BasisBijbel

Numeri 13:5-19 BasisBijbel (BB)

5. Safat, de zoon van Hori, van de stam van Simeon.

6. Kaleb, de zoon van Jefunne, van de stam van Juda.

7. Jigeal, de zoon van Jozef, van de stam van Issaschar.

8. Hosea, de zoon van Nun, van de stam van Efraïm.

9. Palti, de zoon van Rafu, van de stam van Benjamin.

10. Gaddiël, de zoon van Sodi, van de stam van Zebulon.

11. Gaddi, de zoon van Susi, van de stam van Manasse van de stam van Jozef.

12. Ammiël, de zoon van Gemalli, van de stam van Dan.

13. Setur, de zoon van Michaël, van de stam van Aser.

14. Nabi, de zoon van Wofsi, van de stam van Naftali.

15. Guël, de zoon van Machi, van de stam van Gad.

16. Dit zijn de mannen die Mozes er op uit stuurde om het land te verkennen.

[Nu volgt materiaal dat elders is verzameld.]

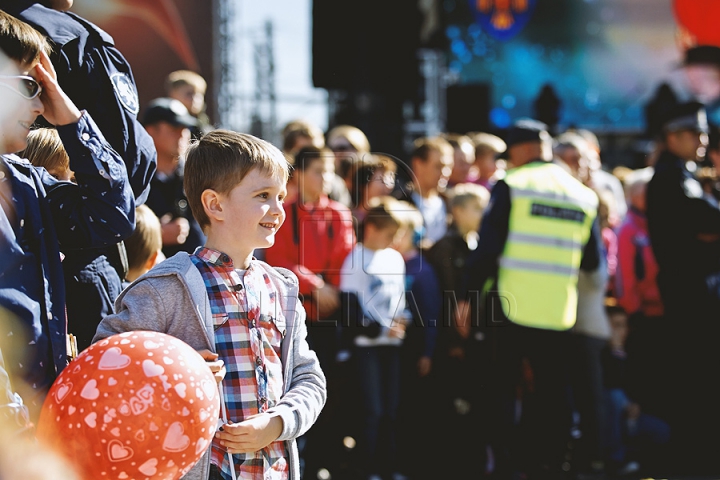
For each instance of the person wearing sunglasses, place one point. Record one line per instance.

En Mozes gaf Hosea [ (= 'helper') ], de zoon van Nun, een andere naam: Jozua [ (= 'de Heer helpt') ].

17. Mozes stuurde hen er op uit om het land te verkennen. Hij zei tegen hen: "Trek door het Zuiderland het bergland in.

18. Ga kijken wat voor land het is, en wat voor volk er woont. Of dat volk sterk is of zwak, en of ze met veel mensen zijn of met weinig.

19. Kijk of het land waarin dat volk woont goed is of slecht. En of er muren om hun steden staan of niet, of dat ze in tenten wonen.